Monday, September 16, 2019

The Difference Between Streets and Roads

In the UK you won't find many roads in the centers of many towns and cities. This isn't because they are pedestrianized. It is because the word 'road' was rarely used as part of a toponym before the late 16th Century. Up until the 17th Century roads were called something else, such as 'streets' or 'lanes'. For this reason any city or town in England, which still retains its medieval street patterns, will probably have very few 'roads' in its center. For example the City of London famously has no roads.

Because of the relative modernity of America as a country I wouldn't expect to see the same lack of streets named 'road' in American cities. However, judging by the maps in The Beautiful Hidden Logic in Cities there appear to be very few roads in lots of American cities as well. Data Stuff has created a series of maps on which city roads are colored to show whether they are called 'Avenue', 'Boulevard', 'Street', 'Road' etc. Most cities in these maps seem to be dominated by streets and avenues.

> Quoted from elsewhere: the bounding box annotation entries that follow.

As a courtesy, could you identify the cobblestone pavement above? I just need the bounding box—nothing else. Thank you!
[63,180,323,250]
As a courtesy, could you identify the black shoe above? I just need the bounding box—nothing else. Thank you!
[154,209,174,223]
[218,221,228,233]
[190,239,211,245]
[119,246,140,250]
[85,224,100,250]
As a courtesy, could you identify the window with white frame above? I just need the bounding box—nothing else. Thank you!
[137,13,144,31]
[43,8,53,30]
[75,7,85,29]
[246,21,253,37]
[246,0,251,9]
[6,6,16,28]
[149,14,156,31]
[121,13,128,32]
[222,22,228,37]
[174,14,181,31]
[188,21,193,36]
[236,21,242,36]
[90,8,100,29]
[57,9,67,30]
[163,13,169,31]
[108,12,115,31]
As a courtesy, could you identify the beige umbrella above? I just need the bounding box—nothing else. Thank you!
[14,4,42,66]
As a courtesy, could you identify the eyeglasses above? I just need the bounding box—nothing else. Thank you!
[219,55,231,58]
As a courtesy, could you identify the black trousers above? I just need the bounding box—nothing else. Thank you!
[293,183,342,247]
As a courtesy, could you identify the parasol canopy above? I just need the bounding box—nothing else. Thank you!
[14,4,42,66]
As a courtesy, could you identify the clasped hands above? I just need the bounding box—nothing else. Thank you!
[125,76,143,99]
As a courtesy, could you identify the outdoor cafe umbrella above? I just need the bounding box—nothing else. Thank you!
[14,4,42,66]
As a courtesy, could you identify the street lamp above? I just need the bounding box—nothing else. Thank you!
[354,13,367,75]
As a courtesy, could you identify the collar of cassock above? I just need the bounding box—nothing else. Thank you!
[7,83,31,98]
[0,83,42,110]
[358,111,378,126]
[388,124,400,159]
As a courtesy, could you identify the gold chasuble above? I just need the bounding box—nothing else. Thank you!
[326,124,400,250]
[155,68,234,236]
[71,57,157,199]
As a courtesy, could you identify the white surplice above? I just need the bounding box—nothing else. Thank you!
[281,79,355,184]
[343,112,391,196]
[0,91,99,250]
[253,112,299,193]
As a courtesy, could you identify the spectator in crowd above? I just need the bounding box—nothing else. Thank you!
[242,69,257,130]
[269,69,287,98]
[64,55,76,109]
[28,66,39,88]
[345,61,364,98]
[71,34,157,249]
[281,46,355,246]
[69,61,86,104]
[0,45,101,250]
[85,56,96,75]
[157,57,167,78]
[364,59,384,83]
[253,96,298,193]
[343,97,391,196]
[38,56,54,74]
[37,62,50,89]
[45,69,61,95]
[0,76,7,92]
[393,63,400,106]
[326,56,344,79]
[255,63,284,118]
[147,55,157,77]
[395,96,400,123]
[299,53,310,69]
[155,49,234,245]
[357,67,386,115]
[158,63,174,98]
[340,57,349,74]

In the USA I know that lots of cities have organized their grid systems by compass direction. So south-north streets might be mostly called 'streets' while east-west streets are called 'avenues' - or vice versa. However this doesn't explain the lack of roads. This 'compass grid' convention could still be maintained by having 'roads and 'streets' or 'roads' and 'avenues'. Besides in some cities this naming convention isn't used. For example in San Francisco (pictured above) we still have mostly roads called 'streets' and 'avenues' however these are split geographically rather than by compass direction. So in San Francisco we find that streets in the west of the city are mostly called 'Avenue' and roads in the west of the city are mainly called 'Street'.

There must therefore be another reason why cities in the USA don't appear to have many streets named 'Road'. The Wikipedia article on Street argues that "a street is characterized by the degree and quality of street life it facilitates, whereas a road serves primarily as a through passage for road vehicles". According to this definition we would therefore expect to see more 'streets' in busy urban environments and more 'roads' in more rural areas. This rural-urban distinction between 'roads' and 'streets' is new to me (and I'm not sure it is true of UK 'roads' and 'streets') however it may be supported by another map from Data Stuff.

Road Suffixes in the USA contains a number of choropleth maps showing the density of road names in U.S. counties. Data Stuff's analysis of road names suggests that roads named 'road' are by far the biggest number of roads by mileage in the USA - with three times as many roads (by mileage) called 'road' than the next most popular name of roads called 'street'. The lack of streets named 'road' in American cities and the fact that there are more 'roads' than any other form of street in the whole of the U.S. suggests that there is a huge urban-rural split in the location roads named 'road' and 'street'.

Someone needs to carry out a spatial analysis of the distribution of streets named 'road' and 'street' in comparison to population density.